Let's process sound with Go

Disclaimer: I don’t consider any algorithms and API for working with sound and speech recognition. This article is about problems with audio processing and how to solve them with Go.

gopher

phono is an application framework for sound processing. It’s main purpose - to create a pipeline of different technologies to process sound in a way you need.

What does the pipeline, also of different technologies and why do we need another framework? We will figure that out now.

Whence the sound?

In 2018 sound became a standard way of interaction between human and technology. Majority of IT-giants either already have voice-assistant, or are working on it right now. Voice control integrated into major operating systems and voice messages are default feature of any modern messenger. There are around a thousand of start-ups working on natural language processing and around two hundred on speech-recognition.

Same story with music. It’s getting played from any device and sound recording is available for anyone who has a computer. Music software is developed by hundreds of companies and thousands of enthusiasts around the globe.

Common tasks

If you ever faced sound-processing task, then next conditions should be familiar to you:

Audio should be received from file, device, network, etc.
Audio should be processed: add FX, encode, analyze, etc.
Audio should be sent into file, device, network, etc.
Data is transmitted in small buffers

It turns out a pipeline - there is a data stream that goes through several stages of processing.

Solutions

For clarity, let’s take a real life problem: we need to transform voice into text:

Record audio with a device
Remove noises
Equalize
Send signal to a voice-recognition API

As any other problem, this one has several solutions.

Brute force

Hardcore-developers ~~wheel-inventors~~ only. Record sound directly through a sound interface driver, write smart noise-suppressor and multi-track equalizer. This is very interesting, but you can forget about your original task for several months.

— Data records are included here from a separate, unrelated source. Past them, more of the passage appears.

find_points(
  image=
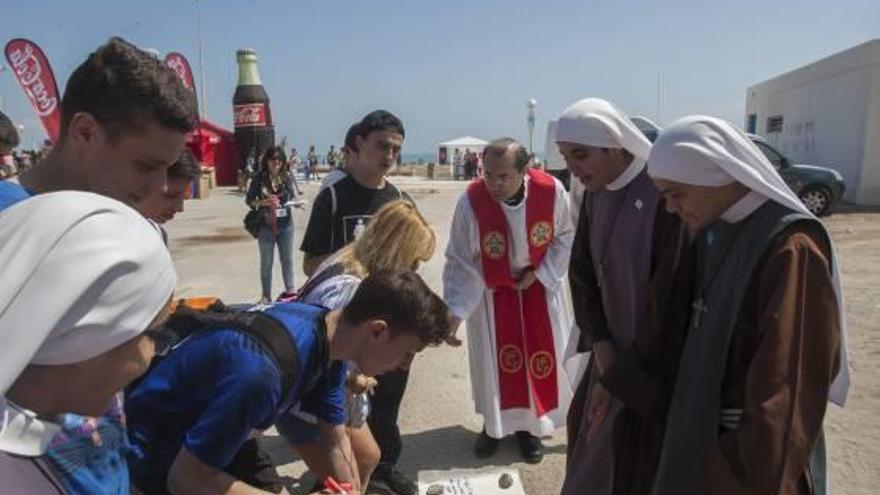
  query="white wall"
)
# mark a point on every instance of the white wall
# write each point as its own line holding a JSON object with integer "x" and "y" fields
{"x": 829, "y": 109}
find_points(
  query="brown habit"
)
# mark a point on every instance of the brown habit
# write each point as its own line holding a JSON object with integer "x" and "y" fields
{"x": 783, "y": 357}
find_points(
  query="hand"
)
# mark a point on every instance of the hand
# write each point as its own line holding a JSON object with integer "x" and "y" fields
{"x": 359, "y": 384}
{"x": 600, "y": 404}
{"x": 527, "y": 279}
{"x": 452, "y": 339}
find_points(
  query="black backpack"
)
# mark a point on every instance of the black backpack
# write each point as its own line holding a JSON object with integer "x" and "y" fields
{"x": 266, "y": 330}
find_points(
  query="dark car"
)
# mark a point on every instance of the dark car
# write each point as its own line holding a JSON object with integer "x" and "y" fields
{"x": 819, "y": 188}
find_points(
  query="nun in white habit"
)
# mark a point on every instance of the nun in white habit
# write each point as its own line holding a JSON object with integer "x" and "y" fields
{"x": 624, "y": 255}
{"x": 765, "y": 348}
{"x": 84, "y": 276}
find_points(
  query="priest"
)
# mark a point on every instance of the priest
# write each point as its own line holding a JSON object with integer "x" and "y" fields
{"x": 764, "y": 349}
{"x": 505, "y": 272}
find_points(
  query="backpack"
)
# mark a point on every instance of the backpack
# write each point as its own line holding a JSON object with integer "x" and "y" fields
{"x": 299, "y": 294}
{"x": 266, "y": 330}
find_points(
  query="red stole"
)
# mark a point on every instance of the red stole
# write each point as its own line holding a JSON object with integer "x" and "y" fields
{"x": 523, "y": 333}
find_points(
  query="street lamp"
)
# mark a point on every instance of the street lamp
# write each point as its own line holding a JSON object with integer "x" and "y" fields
{"x": 531, "y": 104}
{"x": 201, "y": 100}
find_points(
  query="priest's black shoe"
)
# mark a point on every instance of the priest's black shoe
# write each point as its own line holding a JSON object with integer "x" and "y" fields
{"x": 485, "y": 445}
{"x": 530, "y": 446}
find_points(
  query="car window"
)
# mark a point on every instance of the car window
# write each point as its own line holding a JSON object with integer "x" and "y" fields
{"x": 772, "y": 155}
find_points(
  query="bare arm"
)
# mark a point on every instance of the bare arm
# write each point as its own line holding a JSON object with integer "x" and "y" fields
{"x": 336, "y": 446}
{"x": 191, "y": 476}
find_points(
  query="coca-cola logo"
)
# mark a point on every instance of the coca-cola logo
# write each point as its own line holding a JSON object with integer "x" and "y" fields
{"x": 251, "y": 115}
{"x": 29, "y": 70}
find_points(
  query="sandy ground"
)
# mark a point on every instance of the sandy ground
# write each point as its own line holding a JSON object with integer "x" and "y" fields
{"x": 215, "y": 256}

Time-consuming and very complex.

Normal way

The alternative is to use existing audio APIs. It’s possible to record audio with ASIO, CoreAudio, PortAudio, ALSA and others. Multiple standards of plugins is available for processing: AAX, VST2, VST3, AU.

A rich selection doesn’t mean that it’s possible to use everything. Usually next limitations are applied:

Operating system. Not all APIs are available on all OSs. For example, AU is OS X native technology and available only there.
Programming language. The majority of audio libraries is written in C or C++. In 1996 Steinberg has released the first version of VST SDK, still the most popular plugin format. Today, you no longer have to write in C/C++: there are VST wrappers in Java, Python, C#, Rust and who knows what else. Although language remains a limitation, but today people process sound even with Javascript.
Functionality. If the problem is simple, there is no need to write a new application. The FFmpeg has a ton of features.

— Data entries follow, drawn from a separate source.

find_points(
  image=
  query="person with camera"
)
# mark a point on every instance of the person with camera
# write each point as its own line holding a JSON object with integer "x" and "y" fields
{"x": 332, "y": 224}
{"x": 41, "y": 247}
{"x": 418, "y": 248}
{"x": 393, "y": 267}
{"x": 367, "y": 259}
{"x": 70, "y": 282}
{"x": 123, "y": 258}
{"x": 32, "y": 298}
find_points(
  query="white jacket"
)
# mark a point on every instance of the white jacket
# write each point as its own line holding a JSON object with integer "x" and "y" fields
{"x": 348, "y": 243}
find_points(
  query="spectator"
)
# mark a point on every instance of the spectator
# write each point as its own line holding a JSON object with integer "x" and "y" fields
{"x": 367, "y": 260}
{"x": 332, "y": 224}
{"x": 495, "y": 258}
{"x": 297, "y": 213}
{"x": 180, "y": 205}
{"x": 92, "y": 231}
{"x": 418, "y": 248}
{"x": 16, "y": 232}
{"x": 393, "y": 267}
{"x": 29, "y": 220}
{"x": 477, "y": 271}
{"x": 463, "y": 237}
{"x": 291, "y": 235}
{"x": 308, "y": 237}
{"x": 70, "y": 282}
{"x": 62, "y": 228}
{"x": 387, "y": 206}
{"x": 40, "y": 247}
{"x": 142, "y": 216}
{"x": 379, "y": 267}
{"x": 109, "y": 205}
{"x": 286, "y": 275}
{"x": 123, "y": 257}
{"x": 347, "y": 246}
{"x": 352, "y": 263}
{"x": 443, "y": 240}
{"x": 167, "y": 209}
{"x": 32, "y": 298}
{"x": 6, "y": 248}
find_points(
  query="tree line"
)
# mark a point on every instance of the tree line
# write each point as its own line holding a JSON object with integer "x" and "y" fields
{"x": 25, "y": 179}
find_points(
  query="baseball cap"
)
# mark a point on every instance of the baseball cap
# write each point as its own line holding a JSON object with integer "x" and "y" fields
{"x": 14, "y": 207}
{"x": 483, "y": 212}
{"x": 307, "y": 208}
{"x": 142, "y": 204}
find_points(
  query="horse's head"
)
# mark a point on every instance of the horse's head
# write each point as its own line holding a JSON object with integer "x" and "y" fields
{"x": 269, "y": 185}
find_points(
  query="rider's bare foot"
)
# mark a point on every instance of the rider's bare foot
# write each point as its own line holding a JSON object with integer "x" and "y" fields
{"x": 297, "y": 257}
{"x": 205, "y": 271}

In this case the complexity depends on your choices. The worst-case scenario - you’ll have to deal with multiple libraries. And if you’re really unlucky, with complex abstractions and absolutely different interfaces.

What in the end?

We have to choose between very complicated and complicated:

deal with several low-level APIs to invent our own wheels
deal with several APIs and try to make them friends

It doesn’t matter which way you’ve chosen, the task always comes down to the pipeline. The technologies may differ, but the essence is unchanged. The problem is that again, instead of solving our problem, we have to ~~invent a wheel~~ build a pipeline.

But there’s an option.

phono

phono is created to solve common tasks - “receive, process and send” the sound. It utilizes pipeline as the most natural abstraction. There is a post in the official Go blog. It describes a pipeline-pattern. The core idea of the pipeline-pattern is that there are several stages of data processing working independently and exchanging data through channels. That’s what is needed.

But, why Go?

At first, a lot of audio software and libraries are written in C. Go is known as its successor. On top of that, there is cgo and a big variety of bindings for existing audio APIs. We can take and use it.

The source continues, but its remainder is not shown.